Like so many ventures in the region, we can compete on quality rather than on scale. That said, we know that to the north, Cuba is already a major provider of international medical facilities. Americans are essentially banned from travelling to Cuba, so that leaves open a regional niche. But Argentina, Brazil, Costa Rica, and Mexico are already significant providers.
There is a significant lack of information about the number, origin, spending, and characteristics of tourists who visit the Caribbean for health and health-related services, which begs for a tracking system to be developed and maintained by CARICOM, with support from other regional agencies, such as Pan American Health Organization, Caribbean Development Bank and Caribbean Tourism Organization. Marketing of heatlh tourism to source countries is needed, as is information about the experience of other countries and regions. This should take appropriate notice of the deveoping competition from non-English speaking countries in the region, with Cuba being notable for having developed a national strategy.

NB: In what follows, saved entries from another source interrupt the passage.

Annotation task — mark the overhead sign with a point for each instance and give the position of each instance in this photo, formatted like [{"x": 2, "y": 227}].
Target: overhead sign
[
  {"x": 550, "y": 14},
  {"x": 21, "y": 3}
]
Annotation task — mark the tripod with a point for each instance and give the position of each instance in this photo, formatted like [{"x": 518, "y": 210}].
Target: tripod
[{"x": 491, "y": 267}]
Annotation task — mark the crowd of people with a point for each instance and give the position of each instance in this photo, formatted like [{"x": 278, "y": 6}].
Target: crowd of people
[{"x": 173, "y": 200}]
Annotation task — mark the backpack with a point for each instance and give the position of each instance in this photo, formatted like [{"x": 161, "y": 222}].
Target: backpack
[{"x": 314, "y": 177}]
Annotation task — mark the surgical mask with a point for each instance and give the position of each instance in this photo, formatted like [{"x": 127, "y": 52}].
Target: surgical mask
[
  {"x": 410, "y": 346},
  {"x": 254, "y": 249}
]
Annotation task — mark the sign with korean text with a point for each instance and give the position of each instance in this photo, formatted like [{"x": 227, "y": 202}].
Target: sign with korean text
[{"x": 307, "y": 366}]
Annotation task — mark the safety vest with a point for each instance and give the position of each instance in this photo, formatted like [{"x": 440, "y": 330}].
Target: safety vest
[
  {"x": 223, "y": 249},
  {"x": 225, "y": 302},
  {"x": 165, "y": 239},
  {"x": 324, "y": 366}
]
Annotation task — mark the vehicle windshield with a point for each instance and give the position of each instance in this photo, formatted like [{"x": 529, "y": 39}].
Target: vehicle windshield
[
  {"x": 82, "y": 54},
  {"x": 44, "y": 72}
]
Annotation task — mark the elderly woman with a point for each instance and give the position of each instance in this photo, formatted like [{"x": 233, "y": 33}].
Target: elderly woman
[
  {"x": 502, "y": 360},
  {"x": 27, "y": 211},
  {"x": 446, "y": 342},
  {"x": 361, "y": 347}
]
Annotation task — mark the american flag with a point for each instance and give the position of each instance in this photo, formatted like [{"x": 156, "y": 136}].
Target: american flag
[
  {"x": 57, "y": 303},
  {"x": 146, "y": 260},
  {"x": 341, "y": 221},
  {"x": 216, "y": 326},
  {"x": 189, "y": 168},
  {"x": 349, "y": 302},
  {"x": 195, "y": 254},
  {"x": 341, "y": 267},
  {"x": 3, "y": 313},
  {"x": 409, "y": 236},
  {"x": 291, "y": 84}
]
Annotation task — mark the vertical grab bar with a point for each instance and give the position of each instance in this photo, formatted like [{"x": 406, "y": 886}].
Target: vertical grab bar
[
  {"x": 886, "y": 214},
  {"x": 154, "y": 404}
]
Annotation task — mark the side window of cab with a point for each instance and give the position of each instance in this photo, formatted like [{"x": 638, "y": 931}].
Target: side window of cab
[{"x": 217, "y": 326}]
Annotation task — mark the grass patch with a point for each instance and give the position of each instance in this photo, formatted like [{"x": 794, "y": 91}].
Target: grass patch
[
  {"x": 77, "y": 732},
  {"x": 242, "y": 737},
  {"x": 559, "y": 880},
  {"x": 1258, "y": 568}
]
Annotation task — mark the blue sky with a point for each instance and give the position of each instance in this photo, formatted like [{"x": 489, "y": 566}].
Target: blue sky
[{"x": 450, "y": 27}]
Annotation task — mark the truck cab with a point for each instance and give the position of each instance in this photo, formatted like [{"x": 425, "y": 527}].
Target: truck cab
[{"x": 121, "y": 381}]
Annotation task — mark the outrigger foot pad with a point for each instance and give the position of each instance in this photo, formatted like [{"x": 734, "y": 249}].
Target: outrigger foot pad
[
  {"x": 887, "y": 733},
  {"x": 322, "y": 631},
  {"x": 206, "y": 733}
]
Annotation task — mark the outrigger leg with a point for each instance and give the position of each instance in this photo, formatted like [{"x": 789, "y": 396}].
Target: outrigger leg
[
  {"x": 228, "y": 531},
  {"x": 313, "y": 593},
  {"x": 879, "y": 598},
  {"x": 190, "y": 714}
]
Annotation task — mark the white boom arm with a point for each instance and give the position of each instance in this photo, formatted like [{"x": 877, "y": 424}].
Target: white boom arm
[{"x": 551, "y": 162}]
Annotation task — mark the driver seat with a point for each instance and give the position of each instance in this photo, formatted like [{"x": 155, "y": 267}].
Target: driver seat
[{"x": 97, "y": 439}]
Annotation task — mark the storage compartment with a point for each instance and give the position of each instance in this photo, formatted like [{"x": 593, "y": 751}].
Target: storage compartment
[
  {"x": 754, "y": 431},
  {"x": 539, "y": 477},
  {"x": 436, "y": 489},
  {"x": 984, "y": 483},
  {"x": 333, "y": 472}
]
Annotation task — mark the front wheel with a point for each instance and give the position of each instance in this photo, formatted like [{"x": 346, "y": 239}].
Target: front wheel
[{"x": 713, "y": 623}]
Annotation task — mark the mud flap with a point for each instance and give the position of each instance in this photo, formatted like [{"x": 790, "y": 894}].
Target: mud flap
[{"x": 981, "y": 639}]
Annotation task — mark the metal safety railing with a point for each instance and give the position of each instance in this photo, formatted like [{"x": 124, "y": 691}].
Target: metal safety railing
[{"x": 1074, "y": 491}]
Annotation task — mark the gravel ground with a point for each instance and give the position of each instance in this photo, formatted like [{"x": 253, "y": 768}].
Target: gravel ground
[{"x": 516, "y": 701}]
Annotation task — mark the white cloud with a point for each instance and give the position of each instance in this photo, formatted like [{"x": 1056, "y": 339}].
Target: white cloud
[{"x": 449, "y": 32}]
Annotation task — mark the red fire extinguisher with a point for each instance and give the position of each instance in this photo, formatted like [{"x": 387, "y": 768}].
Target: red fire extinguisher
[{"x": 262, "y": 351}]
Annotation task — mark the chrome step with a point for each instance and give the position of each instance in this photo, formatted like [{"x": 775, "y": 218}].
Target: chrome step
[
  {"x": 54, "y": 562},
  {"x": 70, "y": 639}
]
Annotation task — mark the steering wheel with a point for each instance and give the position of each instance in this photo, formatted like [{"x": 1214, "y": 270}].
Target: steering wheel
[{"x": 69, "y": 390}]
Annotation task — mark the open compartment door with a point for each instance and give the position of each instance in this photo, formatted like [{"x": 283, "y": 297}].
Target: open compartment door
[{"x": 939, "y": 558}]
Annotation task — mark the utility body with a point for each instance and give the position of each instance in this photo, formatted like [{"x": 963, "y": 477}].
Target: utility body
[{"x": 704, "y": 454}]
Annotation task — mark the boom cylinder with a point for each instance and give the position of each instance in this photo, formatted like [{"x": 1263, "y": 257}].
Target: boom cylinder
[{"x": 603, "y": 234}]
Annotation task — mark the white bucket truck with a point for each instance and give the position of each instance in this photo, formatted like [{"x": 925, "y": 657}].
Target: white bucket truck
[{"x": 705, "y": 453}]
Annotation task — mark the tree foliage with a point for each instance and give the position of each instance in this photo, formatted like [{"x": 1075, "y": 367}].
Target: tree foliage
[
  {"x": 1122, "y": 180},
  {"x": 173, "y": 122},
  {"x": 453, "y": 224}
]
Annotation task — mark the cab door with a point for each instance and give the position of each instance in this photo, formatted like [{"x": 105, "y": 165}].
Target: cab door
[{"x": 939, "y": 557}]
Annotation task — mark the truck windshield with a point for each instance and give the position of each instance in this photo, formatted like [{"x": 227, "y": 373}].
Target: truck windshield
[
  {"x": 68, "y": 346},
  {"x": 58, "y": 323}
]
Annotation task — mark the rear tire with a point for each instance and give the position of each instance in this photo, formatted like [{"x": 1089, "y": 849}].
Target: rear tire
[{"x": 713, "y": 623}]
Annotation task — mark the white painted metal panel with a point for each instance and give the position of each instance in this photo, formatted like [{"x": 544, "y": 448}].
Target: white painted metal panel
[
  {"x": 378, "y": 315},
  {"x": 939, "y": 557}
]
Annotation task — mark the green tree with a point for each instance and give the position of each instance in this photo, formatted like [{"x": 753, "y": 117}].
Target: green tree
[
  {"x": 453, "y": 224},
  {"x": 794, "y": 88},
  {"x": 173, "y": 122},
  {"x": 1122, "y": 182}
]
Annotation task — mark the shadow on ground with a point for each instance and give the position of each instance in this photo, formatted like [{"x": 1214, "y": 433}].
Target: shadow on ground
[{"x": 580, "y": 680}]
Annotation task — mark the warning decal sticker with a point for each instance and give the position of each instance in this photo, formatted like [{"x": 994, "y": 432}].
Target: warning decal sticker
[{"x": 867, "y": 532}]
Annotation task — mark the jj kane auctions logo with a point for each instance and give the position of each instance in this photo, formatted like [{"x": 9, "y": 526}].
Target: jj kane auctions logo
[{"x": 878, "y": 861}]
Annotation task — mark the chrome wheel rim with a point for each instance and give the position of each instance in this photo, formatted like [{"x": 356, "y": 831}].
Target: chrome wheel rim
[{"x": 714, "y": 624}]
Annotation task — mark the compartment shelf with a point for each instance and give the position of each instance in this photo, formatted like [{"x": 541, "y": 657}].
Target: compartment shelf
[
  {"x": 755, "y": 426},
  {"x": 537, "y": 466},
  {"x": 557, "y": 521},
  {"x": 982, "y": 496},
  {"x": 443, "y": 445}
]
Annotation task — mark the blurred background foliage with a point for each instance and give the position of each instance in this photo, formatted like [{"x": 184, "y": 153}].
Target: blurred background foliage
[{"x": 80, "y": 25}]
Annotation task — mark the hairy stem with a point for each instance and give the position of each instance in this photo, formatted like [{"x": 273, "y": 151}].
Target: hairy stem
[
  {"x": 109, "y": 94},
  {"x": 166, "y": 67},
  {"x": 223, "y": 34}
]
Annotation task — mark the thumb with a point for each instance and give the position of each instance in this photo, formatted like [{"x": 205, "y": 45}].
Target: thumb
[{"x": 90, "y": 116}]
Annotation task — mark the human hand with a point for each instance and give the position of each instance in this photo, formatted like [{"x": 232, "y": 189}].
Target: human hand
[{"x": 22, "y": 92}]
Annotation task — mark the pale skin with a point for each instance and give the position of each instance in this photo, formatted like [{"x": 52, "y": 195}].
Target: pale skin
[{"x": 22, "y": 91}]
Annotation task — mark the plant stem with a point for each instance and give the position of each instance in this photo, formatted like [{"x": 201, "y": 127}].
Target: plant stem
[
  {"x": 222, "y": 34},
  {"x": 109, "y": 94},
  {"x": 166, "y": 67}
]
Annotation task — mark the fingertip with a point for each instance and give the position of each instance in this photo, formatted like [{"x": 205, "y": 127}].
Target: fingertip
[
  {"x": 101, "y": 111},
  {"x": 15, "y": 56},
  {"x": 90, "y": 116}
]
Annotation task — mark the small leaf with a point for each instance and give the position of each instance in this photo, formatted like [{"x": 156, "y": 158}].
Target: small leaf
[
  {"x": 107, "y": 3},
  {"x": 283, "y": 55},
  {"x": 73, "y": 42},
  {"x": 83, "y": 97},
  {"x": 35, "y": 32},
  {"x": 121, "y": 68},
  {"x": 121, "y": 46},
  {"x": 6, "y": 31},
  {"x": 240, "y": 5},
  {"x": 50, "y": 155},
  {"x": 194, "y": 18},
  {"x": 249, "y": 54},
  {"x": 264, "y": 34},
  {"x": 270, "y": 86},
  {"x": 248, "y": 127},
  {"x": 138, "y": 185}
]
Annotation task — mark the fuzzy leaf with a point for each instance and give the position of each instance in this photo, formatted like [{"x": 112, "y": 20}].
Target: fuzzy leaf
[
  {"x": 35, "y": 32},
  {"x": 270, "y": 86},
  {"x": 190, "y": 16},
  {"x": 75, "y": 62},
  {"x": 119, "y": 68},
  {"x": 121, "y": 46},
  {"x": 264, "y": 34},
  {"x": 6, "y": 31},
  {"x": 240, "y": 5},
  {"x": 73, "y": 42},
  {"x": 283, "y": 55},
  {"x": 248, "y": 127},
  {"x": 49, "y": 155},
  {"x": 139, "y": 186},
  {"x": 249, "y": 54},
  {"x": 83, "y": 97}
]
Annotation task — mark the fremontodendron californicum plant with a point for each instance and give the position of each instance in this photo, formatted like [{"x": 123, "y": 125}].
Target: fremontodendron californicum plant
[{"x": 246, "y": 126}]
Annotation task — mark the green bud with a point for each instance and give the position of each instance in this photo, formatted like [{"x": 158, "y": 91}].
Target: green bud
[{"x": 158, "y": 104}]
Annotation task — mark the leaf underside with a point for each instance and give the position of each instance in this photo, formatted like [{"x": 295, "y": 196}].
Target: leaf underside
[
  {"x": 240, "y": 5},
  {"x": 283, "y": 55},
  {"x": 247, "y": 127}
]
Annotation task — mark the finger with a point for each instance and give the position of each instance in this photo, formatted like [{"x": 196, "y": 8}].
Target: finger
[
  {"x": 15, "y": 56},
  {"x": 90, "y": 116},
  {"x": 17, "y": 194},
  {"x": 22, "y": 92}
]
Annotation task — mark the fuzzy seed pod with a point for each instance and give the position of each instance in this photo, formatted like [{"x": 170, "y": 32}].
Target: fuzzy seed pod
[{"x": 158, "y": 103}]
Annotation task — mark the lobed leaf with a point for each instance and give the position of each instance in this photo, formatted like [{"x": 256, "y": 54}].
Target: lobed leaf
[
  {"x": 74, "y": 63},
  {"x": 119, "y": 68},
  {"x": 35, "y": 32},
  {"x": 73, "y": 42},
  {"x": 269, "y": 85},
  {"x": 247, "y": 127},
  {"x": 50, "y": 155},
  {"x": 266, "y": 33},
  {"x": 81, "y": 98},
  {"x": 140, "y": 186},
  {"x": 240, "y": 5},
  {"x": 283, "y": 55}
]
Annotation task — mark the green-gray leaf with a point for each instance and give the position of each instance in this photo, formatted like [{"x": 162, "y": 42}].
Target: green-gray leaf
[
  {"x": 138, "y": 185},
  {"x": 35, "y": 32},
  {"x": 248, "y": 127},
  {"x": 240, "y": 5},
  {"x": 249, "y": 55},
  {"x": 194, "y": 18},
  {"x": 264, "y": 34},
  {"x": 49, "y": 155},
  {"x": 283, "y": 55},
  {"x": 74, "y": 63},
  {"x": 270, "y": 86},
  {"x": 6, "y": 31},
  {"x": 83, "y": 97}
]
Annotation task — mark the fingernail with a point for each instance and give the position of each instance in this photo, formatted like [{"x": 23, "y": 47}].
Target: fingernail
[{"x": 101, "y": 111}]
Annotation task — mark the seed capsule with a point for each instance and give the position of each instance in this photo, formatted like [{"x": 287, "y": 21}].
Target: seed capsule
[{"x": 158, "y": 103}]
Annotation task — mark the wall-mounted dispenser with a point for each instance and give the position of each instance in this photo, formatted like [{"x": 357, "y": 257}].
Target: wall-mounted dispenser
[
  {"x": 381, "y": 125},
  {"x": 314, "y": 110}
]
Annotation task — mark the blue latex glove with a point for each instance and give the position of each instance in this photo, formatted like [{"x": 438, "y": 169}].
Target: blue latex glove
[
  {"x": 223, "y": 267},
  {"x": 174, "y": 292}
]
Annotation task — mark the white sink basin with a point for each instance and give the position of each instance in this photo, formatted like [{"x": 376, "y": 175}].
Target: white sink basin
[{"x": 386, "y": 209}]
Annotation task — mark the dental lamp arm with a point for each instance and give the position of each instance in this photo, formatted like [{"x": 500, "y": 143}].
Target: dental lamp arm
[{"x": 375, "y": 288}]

The Cuban government’s objective is to convert Cuba into a world medical power, and views health care and tourism as having the greatest growth potential of their export sectors, and providing health services to tourists is part of an overall development strategy. It has SERVIMED, a state run company, which relies on the infrastructure of a network of hospitals and 42 resort centres, and markets health tourism through travel agencies, private clinics and word of mouth.
The English-speaking Caribbean has a huge language advantage over Latin America when it comes to dealing with Americans. However, our size works against us in many ways. So, let’s think about and work on exploiting the “small is beaufiful” angle. We have beautiful locations that are much closer than Asia (imagine 23 hours flying to get to Bangkok), and can truly compete in terms of environment and ambience (our many secluded beaches or hilltop sites). Remember, people used to get sent to the region to help with their health. We need to add some other special local ingredients (such as the wider knowledge of the healing properties of many spice and herbal remedies; see for instance www.nut-med.com) to make the Caribbean “brand” of wellness products unique and truly attractive.